Mengapa Harus SIAGA!



Padu-pandu yang kucinta,

Tentunya kita masih ingat, ketika kita SIAGA (umur 7-10 th) dulu Yanda dan Bunda (sebutan untuk pembina pramuka siaga) kita mengelompokkan kita dalam barung-barung (nama kelompok kecil pramuka siaga, terdiri atas 7-10 anak). Ada yang diberikan nama barung hijau, barung merah, barung kuning, dan ada pula yang lainnya. Kemudian suatu waktu Yanda dan Bunda mengumpulkan seluruh barung yang ada dan menyebut kumpulan barung itu sebagai perindukan.
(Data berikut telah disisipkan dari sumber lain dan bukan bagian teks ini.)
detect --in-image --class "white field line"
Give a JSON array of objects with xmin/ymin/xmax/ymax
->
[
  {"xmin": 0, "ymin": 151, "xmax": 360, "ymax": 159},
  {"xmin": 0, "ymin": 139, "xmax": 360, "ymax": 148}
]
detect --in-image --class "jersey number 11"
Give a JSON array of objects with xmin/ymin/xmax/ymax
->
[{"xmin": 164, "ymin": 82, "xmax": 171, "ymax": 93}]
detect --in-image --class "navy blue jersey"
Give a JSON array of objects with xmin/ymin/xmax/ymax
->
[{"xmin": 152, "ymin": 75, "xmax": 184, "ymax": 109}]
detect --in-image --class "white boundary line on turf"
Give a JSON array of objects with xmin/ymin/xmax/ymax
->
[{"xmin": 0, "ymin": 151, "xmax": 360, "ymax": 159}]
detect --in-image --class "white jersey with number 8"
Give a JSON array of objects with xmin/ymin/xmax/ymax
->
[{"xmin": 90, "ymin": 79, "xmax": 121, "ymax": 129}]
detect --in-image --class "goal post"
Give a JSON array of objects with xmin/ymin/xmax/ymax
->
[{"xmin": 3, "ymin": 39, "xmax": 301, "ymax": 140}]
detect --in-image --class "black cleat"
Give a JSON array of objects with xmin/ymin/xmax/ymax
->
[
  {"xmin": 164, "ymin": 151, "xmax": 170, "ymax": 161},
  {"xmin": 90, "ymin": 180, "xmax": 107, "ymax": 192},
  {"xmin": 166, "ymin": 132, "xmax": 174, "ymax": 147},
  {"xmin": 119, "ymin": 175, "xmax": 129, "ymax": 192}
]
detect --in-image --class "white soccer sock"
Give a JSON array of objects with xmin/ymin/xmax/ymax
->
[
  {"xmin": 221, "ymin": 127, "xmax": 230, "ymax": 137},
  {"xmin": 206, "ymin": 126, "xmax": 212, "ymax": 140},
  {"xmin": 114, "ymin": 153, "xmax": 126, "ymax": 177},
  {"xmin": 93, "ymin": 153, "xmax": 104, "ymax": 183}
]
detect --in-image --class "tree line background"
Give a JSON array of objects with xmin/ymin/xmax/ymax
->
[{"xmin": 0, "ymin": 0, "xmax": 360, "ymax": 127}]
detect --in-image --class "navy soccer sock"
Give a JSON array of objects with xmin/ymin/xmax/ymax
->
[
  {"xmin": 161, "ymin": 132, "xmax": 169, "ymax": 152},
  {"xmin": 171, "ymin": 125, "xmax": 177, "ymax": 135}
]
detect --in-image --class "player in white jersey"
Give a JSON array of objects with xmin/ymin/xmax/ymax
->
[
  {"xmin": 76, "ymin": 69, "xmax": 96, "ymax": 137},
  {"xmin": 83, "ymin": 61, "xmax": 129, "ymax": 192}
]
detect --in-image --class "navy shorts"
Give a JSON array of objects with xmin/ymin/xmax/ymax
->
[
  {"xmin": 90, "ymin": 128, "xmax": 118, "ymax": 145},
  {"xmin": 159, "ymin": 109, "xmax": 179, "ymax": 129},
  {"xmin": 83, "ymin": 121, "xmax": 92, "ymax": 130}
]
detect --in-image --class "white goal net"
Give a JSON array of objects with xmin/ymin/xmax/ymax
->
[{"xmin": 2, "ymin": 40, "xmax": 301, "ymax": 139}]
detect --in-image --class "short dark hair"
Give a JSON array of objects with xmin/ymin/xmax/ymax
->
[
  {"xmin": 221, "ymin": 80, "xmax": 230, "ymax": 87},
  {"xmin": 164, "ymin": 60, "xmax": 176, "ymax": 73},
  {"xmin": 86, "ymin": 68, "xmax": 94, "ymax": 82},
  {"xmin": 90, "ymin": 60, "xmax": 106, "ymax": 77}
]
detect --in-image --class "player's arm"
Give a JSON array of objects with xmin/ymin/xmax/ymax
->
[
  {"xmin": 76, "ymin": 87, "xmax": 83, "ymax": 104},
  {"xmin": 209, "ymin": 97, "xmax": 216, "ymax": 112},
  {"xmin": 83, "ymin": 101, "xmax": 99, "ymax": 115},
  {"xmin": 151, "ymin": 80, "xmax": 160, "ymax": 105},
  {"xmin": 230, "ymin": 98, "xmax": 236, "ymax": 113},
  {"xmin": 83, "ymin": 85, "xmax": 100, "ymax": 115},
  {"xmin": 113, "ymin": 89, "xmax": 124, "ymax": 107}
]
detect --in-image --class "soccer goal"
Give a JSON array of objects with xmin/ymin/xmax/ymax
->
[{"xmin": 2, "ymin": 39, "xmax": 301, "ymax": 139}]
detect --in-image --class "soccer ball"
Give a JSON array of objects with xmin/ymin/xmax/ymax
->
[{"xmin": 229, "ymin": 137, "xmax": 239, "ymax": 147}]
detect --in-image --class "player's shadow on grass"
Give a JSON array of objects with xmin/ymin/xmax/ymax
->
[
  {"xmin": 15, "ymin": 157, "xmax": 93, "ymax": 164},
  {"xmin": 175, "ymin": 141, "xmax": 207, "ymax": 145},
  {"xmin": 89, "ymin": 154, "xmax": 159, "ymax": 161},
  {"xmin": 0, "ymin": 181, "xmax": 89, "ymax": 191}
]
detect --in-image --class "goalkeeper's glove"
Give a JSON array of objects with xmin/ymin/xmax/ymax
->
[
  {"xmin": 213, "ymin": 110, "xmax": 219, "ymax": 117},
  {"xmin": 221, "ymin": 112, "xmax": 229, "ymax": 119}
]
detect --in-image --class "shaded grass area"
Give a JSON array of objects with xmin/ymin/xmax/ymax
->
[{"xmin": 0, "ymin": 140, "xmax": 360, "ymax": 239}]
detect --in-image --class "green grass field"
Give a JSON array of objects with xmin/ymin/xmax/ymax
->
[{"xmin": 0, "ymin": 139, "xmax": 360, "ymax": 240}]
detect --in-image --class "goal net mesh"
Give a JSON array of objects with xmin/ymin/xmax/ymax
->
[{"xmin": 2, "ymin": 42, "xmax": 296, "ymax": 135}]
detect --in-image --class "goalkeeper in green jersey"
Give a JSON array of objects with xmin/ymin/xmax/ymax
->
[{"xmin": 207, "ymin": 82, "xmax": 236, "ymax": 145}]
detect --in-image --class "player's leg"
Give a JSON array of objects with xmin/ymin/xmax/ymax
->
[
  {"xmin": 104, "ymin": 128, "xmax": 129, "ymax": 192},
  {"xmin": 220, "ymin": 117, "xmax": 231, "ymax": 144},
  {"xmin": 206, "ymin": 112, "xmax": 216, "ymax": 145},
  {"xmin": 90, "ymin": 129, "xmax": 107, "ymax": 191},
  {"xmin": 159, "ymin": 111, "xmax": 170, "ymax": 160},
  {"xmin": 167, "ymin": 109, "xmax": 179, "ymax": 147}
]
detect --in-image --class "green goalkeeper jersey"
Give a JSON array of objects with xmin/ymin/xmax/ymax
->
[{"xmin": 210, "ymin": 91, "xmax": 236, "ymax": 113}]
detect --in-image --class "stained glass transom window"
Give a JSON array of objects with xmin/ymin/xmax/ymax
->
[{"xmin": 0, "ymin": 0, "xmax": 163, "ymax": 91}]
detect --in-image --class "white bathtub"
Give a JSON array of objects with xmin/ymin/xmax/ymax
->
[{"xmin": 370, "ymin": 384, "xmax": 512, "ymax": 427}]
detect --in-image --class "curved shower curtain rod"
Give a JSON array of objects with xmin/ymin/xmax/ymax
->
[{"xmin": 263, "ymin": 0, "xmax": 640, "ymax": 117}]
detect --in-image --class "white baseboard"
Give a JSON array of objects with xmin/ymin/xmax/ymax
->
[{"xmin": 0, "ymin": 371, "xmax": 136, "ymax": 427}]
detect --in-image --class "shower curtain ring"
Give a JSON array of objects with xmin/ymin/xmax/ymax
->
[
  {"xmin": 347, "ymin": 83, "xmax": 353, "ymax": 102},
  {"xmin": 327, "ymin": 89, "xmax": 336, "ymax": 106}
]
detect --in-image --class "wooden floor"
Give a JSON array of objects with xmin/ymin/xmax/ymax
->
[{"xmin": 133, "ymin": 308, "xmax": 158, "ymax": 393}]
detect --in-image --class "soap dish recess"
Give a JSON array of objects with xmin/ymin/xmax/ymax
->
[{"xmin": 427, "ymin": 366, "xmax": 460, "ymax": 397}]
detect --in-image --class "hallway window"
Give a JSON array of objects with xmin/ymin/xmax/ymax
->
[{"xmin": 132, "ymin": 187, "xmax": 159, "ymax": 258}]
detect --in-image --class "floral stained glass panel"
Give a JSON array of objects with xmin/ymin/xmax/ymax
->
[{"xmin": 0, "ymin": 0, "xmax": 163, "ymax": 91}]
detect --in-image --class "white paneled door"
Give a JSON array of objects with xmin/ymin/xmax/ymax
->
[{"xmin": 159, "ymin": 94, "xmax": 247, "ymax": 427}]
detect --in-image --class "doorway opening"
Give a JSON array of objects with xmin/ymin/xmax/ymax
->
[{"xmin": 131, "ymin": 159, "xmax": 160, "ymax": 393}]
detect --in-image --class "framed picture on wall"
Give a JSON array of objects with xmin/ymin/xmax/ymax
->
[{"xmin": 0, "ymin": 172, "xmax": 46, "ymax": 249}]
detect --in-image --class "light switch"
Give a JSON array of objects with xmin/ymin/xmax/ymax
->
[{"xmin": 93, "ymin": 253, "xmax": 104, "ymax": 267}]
Di dalam barung Yanda dan Bunda mengembangkan keterampilan pribadi anak didiknya, seperti membersihkan, tangan, gigi, telinga, kuku, dan bagian anggota tubuh lainnya. Dikembangkan pula keterampilan pribadi yang lain, sebut saja kemampuan membedakan warna (penglihatan), kemampuan membedakan bau (penciuman), kemampuan membedakan suara (pendengaran), kemampuan membedakan bentuk (perabaan), dan kemampuan membedakan rasa (pengecapan).

Jika kita cermati, kemampuan-kemampuan yang dikembangkan oleh Yanda dan Bunda di atas merupakan kemampuan dasar yang memang seharusnya dilatih oeh manusia sehingga berkembang dengan maksimal. Siaga memanglah usia dasar perkembangan kehidupan manusia. Karena dasar, maka harus dikuatkan pondasi kemampuan dasarnya untuk perkembangan yang baik di masa-masa selanjutnya.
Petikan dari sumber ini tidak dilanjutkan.